As clues come to light, it’s clear someone hopes to frame Heather for the murder. Besides her quirky landlady, whom can she trust? How can she clear her name? The police and the American Consul have plenty of suspects, but only two seem to have both motive and opportunity: Heather and the quiet Scottish historian she longs to trust.
Tuesday morning crept in on foggy feet.
Heather paused in Mrs. K’s front doorway, poking through the coins in her change purse, hoping she had the right amount for the bus. As she reached behind her for the doorknob, a movement caught her eye. At the end of the short walkway, past the gate, two men in dark overcoats stood next to a black limousine—the largest car she’d seen since arriving.
Being alone in the house or walking alone to the bus had never bothered her before because she was careful. And she stayed out of trouble, murder inquiries not withstanding. At that moment, every instinct screamed that those men were up to no good. Forcing herself to stay calm, she stepped back inside and shut the door, even though slamming it was her preference. With the locks fixed, she peered out the sidelight window, hoping they’d left. No such luck. They were watching her.
No, not just watching. One of them opened the gate on their way to the house. The flesh along Heather’s spine tingled. Mrs. Kintyre had gone for a cuppa with her friend on the next street.

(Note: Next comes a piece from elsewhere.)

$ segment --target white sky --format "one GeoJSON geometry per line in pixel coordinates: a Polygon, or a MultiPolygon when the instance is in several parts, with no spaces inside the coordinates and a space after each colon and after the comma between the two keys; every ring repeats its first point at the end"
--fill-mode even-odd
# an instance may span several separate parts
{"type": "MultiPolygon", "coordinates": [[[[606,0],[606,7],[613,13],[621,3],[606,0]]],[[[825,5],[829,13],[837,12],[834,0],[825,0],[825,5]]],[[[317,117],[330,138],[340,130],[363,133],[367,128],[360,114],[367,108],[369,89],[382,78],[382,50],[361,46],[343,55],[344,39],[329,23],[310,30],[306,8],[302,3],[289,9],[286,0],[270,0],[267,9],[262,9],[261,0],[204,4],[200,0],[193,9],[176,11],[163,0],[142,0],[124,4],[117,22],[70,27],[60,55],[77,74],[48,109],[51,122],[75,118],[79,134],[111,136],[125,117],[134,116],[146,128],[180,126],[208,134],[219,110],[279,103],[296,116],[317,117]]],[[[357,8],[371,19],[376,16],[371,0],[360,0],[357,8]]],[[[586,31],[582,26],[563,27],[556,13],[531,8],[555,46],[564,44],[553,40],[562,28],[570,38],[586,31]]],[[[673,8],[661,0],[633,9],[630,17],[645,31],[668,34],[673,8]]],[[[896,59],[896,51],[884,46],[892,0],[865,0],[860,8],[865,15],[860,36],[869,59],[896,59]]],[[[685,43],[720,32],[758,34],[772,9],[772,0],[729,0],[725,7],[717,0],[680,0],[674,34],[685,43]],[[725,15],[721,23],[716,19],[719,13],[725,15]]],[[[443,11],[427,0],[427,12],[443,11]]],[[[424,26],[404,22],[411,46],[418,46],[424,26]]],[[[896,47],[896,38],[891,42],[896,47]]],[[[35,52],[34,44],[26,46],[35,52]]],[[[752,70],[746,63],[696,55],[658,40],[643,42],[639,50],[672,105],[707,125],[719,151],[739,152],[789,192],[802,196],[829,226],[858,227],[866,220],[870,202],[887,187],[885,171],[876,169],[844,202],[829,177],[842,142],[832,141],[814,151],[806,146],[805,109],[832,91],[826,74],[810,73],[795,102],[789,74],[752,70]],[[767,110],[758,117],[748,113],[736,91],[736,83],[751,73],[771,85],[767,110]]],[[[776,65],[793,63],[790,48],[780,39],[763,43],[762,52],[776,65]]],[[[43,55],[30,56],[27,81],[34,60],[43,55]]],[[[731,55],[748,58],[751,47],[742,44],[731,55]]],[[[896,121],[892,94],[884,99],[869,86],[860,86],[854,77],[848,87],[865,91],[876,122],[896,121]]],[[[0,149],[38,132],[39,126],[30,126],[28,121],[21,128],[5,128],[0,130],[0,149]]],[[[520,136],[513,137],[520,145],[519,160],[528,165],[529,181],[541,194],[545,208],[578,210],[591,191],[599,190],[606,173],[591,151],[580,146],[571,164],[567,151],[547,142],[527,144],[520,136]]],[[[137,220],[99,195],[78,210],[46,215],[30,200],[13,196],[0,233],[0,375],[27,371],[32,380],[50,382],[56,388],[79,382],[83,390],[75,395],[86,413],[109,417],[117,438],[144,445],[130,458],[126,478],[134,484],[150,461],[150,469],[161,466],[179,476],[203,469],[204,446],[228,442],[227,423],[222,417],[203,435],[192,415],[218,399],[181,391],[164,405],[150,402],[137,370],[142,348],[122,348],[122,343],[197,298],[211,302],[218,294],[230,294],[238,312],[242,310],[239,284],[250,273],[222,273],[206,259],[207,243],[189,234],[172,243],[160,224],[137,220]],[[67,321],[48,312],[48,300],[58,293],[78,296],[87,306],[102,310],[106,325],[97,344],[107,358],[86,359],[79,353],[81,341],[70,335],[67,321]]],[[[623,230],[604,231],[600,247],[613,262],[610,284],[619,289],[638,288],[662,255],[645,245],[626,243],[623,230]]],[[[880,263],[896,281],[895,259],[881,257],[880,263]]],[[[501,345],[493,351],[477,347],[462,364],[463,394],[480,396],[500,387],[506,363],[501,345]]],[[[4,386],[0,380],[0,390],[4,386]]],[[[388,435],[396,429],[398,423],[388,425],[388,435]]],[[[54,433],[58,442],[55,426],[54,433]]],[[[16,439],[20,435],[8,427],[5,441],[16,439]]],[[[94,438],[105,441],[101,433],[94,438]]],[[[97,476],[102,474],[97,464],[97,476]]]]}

In the Hitchcock movies, the heroine would scream. But Heather was just a history major having a bad week, and there was no one around to hear her.
She’d had enough drama for the week, thank-you-very-much, and, full of empty bravado, swung the door wide. “Who are you?”
About the Author:
Debra E. Marvin tries not to run too far from real life but the imagination born out of being an only child has a powerful draw. Besides, the voices in her head tend to agree with all the sensible things she says. She’d like to live a wee bit closer to her grandchildren, but is thankful that God is in control, that He chooses to bless us despite ourselves and that He has a sense of humor.
Other than writing light-hearted romances and gritty gothics, she has rather normal obsessions such as fabric, peanut butter, vacations, British dramas, and whatever mystery series she’s currently stuck on.